Часто приходилось вмешиваться и самому Купо. Он стучал кулаком, ругался и кричал:
– Уберешь ты свой красный лоскут или нет?
Нана была большой кокеткой. Ноги она мыла не слишком часто, зато носила такие узкие ботинки, что испытывала ужасные мучения; и если кто-нибудь замечал, как она бледнеет, и спрашивал, что с ней, то она, не желая признаться в своем кокетстве, жаловалась на колики. В доме не хватало хлеба, и наряжаться ей было нелегко. Но Нана делала настоящие чудеса: она таскала ленты из мастерской и придумывала себе наряды, – затасканные платья она украшала бантиками и помпончиками. Летом она торжествовала. По воскресеньям, надев перкалевое платьице ценой в шесть франков, она весь день гуляла по улицам, и о белокурой красотке говорил весь квартал Гут-д'Ор. Да, ее знали всюду: от внешних бульваров до укреплений и от шоссе Клиньянкур до Гранд-рю де-ла-Шапель. Ее называли «курочкой», потому что и в самом деле она была свежа и миловидна, как курочка.

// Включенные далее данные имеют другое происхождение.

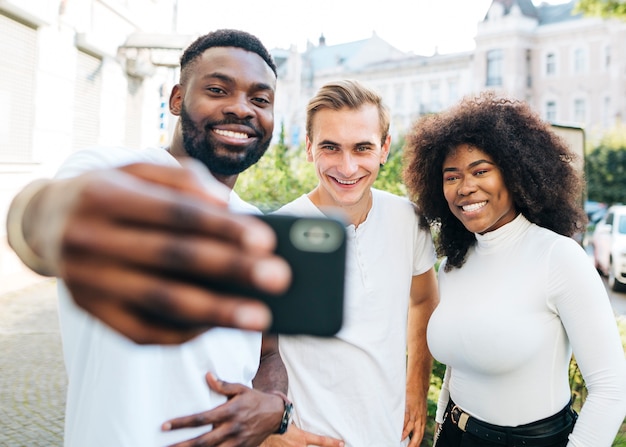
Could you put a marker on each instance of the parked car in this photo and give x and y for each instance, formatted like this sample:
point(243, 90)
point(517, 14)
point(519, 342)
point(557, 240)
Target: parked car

Особенно шло ей одно платье, белое, в розовых горошинках, – совсем простенькое платьице без всяких украшений. Короткая юбка не скрывала ног; широкие свободные рукава обнажали руки до локтей; вырез в форме сердечка, который Нана, прячась от колотушек Купо, где-нибудь в укромном уголке на лестнице подкалывала булавками, открывал снежную белизну шеи и золотистую тень у груди. Вот и весь наряд, в придачу только розовая лента, развевавшаяся над затылком. Нана была свежа, как букет. От нее веяло прелестью молодости, чем-то женственным и детским.
Воскресенья были для нее в те времена днями свиданий с толпой, с мужчинами, проходившими по улице и бросавшими на нее жадные взгляды. Она ждала этих свиданий целую неделю, ее подстрекали желания, она задыхалась, ее манил простор, прогулки на солнце в сутолоке праздничного предместья. С утра она принималась наряжаться и целыми часами просиживала в одной рубашке перед осколком зеркала, прикрепленным над комодом; весь дом мог видеть ее в окне, поэтому мать сердилась и спрашивала, долго ли она собирается разгуливать нагишом. Но Нана босиком, в сползавшей с плеч рубашке, с разметавшимися волосами продолжала спокойно приклеивать подсахаренной водой завитки на висках, пришивать пуговки к ботинкам или прикалывать бантики на платье.